This restricted divisor problem is derived from counting the number of reducible quadratics where we have for one of the four main terms
$$\sum_{k = 1}^{\left\lfloor{N/2}\right\rfloor} \sum_{i = 1}^{k} \tau \left({i \left({2\, k - i}\right)}\right) - 2 \sum_{k = 1}^{\left\lfloor{N/2}\right\rfloor} \sum_{i = 1}^{k} \sum_{\substack{d \mid i \left({2\, k - i}\right), \\ d > N}} 1 = \sum_{k = 1}^{\left\lfloor{N/2}\right\rfloor} \sum_{i = 1}^{k} \sum_{\substack{{d}_{1}\, {d}_{2} = i \left({2k - i}\right), \\ {d}_{1} \le N, {d}_{2} \le N}} 1 =\sum_{k = 1}^{\left\lfloor{N/2}\right\rfloor} \sum_{i = 1}^{k} \sum_{{d}_{1} = 1}^{N} \sum_{{d}_{2} = 1}^{N} \left[{{d}_{1}\, {d}_{2} = i \left({2\, k - i}\right)}\right]$$
where $\tau \left({n}\right)$ is the number of divisors of $n$, $N \ge 1$, $\left[{...}\right]$ is the Iverson bracket, and $d$, ${d}_{1}$, and ${d}_{2}$ are divisors of $i \left({2\, k - i}\right)$.
Can this last sum be simplified and by what is the asymptotic expansion as $N \rightarrow \infty$.

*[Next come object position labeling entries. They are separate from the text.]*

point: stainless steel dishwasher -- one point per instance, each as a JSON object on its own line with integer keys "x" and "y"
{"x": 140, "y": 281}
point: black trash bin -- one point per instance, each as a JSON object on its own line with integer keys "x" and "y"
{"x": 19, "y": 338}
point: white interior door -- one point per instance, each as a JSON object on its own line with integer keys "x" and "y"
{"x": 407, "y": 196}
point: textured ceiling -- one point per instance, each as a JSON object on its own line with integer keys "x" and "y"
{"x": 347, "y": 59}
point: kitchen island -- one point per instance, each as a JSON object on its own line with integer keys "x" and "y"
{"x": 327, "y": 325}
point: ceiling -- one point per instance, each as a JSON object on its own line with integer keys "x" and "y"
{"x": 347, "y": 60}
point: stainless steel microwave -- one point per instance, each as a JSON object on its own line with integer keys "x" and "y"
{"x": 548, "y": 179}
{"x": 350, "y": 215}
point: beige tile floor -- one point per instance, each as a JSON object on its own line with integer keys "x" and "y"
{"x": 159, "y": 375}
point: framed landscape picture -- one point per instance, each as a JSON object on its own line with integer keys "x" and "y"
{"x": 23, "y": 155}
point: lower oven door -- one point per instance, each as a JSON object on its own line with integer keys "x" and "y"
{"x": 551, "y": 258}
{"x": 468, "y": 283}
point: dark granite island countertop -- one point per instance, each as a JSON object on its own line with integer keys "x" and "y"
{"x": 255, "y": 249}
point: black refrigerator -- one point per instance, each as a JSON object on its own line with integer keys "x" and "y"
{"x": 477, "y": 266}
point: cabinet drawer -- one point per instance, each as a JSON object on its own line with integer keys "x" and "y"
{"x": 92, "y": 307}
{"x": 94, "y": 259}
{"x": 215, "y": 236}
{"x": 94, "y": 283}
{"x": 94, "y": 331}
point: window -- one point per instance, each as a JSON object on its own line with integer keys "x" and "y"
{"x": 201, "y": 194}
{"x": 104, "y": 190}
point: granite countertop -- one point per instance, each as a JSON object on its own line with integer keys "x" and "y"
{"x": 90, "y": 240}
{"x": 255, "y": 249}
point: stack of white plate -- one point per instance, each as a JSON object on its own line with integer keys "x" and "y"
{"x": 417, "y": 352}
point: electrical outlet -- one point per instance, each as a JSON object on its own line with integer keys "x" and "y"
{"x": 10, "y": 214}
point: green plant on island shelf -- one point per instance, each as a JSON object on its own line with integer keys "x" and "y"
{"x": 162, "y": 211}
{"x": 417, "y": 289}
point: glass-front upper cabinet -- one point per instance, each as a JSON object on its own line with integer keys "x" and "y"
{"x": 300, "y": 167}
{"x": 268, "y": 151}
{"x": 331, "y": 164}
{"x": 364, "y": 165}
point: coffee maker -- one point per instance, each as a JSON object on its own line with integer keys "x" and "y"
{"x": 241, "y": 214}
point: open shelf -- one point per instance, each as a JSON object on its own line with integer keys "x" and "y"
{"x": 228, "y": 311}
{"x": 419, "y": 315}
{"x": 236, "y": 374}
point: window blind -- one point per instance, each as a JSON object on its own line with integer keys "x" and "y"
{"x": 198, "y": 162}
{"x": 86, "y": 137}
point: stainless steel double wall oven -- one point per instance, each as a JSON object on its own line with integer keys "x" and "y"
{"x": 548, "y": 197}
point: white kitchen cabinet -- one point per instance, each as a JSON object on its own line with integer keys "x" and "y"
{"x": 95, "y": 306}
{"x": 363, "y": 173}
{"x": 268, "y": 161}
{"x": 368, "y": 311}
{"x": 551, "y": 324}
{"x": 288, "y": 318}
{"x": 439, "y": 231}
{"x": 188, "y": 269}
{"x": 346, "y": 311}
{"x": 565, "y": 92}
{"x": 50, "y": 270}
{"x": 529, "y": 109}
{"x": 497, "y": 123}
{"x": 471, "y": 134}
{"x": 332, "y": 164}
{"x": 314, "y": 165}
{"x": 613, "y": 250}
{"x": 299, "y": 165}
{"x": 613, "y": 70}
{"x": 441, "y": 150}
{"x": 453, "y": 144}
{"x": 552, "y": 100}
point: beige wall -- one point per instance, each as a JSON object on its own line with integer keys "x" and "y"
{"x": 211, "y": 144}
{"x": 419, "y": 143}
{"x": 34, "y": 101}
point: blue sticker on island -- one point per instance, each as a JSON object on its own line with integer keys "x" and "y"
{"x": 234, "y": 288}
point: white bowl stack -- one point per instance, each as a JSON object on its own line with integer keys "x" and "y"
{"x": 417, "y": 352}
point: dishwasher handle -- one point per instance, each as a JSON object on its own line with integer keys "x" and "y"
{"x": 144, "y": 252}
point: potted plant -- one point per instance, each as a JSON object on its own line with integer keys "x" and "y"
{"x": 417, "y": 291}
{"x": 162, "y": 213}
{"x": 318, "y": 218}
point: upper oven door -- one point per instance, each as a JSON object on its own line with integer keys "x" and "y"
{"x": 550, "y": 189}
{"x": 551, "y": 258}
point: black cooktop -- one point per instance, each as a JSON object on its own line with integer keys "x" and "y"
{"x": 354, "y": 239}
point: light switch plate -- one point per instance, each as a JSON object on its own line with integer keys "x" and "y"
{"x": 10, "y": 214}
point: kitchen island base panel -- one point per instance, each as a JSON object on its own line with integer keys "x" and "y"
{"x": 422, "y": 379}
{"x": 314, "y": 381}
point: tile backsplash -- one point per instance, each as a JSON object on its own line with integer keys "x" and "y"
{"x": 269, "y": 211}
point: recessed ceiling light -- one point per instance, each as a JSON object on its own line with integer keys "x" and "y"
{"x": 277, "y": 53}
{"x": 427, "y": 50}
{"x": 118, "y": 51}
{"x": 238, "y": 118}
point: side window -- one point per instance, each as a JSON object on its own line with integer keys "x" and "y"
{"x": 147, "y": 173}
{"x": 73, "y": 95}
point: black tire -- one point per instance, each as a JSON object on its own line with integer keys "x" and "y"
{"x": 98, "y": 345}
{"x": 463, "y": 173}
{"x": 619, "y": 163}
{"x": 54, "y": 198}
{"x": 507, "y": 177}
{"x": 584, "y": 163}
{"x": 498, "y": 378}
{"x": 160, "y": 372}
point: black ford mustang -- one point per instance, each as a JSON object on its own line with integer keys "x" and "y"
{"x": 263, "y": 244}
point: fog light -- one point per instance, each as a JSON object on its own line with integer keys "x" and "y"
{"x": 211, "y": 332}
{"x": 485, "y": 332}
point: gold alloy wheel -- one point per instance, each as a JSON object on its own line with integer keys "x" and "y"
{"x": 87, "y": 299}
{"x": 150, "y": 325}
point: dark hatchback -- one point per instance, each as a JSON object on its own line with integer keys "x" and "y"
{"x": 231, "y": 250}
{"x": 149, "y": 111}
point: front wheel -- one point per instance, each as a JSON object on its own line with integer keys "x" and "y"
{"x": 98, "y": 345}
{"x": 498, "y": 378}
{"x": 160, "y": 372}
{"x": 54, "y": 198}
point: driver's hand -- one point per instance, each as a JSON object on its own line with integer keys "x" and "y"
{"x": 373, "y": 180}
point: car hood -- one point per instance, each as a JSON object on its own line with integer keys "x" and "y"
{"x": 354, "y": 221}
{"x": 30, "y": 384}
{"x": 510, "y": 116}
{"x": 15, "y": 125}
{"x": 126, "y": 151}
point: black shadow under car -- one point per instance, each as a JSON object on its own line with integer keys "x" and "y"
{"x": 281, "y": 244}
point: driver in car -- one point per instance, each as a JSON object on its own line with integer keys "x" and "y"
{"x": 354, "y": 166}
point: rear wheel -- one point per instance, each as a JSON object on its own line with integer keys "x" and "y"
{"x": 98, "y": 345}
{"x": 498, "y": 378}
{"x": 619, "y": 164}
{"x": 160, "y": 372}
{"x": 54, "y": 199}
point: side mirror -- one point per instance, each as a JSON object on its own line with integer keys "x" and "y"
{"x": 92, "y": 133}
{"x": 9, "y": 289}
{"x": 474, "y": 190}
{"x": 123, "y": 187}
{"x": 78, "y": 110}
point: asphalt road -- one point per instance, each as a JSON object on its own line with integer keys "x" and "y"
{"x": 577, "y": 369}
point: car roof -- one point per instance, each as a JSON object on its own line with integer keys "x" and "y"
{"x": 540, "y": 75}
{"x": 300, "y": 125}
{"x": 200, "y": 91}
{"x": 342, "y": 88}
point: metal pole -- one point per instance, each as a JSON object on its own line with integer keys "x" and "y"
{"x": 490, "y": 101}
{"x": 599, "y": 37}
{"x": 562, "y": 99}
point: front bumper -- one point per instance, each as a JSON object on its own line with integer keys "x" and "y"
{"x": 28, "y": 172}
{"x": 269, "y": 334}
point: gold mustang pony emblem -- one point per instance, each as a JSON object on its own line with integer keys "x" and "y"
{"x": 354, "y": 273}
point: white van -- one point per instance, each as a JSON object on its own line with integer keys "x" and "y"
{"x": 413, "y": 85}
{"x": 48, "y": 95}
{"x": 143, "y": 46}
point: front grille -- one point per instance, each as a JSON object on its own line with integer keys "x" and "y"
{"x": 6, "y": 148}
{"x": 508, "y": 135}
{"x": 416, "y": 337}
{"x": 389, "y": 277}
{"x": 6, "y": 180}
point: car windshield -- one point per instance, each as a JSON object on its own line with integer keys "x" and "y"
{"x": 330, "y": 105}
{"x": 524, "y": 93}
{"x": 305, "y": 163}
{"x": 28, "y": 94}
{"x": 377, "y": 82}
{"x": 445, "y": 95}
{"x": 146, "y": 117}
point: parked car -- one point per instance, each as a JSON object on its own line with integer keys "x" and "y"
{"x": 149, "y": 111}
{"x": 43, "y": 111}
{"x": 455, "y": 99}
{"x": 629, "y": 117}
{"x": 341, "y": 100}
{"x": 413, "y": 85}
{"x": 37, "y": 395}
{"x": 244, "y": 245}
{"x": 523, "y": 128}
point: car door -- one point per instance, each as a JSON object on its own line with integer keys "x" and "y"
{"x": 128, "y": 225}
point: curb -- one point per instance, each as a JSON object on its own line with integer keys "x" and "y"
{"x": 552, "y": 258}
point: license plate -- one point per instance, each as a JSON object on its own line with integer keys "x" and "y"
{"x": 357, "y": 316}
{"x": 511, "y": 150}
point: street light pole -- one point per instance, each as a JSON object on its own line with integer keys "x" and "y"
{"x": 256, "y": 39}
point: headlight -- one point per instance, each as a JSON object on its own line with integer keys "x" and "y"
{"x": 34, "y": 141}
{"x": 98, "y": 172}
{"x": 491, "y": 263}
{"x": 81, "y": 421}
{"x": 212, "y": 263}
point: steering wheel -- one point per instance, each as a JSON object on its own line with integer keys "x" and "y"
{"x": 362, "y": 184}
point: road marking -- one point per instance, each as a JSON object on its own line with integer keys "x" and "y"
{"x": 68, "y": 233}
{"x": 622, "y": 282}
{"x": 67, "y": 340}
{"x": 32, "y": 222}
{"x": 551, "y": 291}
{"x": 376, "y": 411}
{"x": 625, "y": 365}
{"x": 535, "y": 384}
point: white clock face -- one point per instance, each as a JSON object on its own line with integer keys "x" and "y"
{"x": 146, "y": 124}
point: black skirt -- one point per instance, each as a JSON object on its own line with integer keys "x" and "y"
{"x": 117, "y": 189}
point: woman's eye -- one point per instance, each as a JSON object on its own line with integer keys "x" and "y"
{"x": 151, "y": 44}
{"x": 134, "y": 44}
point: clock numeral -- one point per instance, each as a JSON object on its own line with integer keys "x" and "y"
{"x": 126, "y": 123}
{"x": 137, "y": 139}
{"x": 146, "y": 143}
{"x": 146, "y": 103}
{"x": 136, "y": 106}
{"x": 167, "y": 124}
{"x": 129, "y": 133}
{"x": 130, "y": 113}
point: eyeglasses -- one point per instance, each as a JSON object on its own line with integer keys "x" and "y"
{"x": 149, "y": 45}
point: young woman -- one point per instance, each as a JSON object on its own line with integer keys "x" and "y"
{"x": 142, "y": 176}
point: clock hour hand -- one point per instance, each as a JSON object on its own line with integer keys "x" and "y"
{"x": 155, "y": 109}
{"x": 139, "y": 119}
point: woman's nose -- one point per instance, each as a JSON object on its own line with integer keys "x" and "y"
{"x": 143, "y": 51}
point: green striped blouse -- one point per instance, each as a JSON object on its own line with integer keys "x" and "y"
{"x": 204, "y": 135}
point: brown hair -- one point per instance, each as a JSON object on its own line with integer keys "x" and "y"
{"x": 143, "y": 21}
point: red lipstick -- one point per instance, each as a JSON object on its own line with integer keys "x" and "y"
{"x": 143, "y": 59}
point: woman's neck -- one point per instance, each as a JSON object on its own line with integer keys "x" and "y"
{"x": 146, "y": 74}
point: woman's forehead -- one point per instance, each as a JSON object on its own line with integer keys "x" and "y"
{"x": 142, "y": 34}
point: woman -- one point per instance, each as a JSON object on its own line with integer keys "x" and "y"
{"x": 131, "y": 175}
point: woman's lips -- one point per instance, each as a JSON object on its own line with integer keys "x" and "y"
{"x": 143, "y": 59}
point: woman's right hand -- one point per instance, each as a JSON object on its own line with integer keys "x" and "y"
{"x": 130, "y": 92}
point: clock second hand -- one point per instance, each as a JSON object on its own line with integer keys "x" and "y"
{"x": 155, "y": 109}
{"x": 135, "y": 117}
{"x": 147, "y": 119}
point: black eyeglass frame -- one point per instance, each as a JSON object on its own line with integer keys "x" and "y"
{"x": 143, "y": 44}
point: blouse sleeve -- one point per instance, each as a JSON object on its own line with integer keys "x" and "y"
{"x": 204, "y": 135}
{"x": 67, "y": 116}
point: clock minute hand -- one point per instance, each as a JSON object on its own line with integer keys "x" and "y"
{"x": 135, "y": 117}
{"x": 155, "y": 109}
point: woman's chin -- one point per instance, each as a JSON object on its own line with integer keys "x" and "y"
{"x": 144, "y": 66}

In J. L. Truelsen "Divisor problems and the pair correlation for the fractional parts of ${n}^{2}\, \alpha$", Intern. Math Research Notices, 2010, Issue 16, p 3144-3183, introduces the function $${\tau}_{M, N} \left({m}\right) = \# \left\{{\left({a, b}\right) \mid 1 \le a \le M, 1 \le b \le N: a\, b = m}\right\}$$
and when $M = N$, the function ${\tau}_{N}^{*} \left({m}\right) = {\tau}_{N, N} \left({m}\right)$. In terms of Truelsen's function we can write $$\sum_{k = 1}^{\left\lfloor{N/2}\right\rfloor} \sum_{i = 1}^{k} \sum_{\substack{{d}_{1}\, {d}_{2} = i \left({2k - i}\right), \\ {d}_{1} \le N, {d}_{2} \le N}} 1 = \sum_{k = 1}^{\left\lfloor{N/2}\right\rfloor} \sum_{i = 1}^{k} {\tau}_{N}^{*} \left({i \left({2\, k - i}\right)}\right)$$
So expanding Truelsen's divisor function may be the solution. However, this work is only 10 years old and there does not appear to be much published on this function. And the usage in his paper is for a limited case.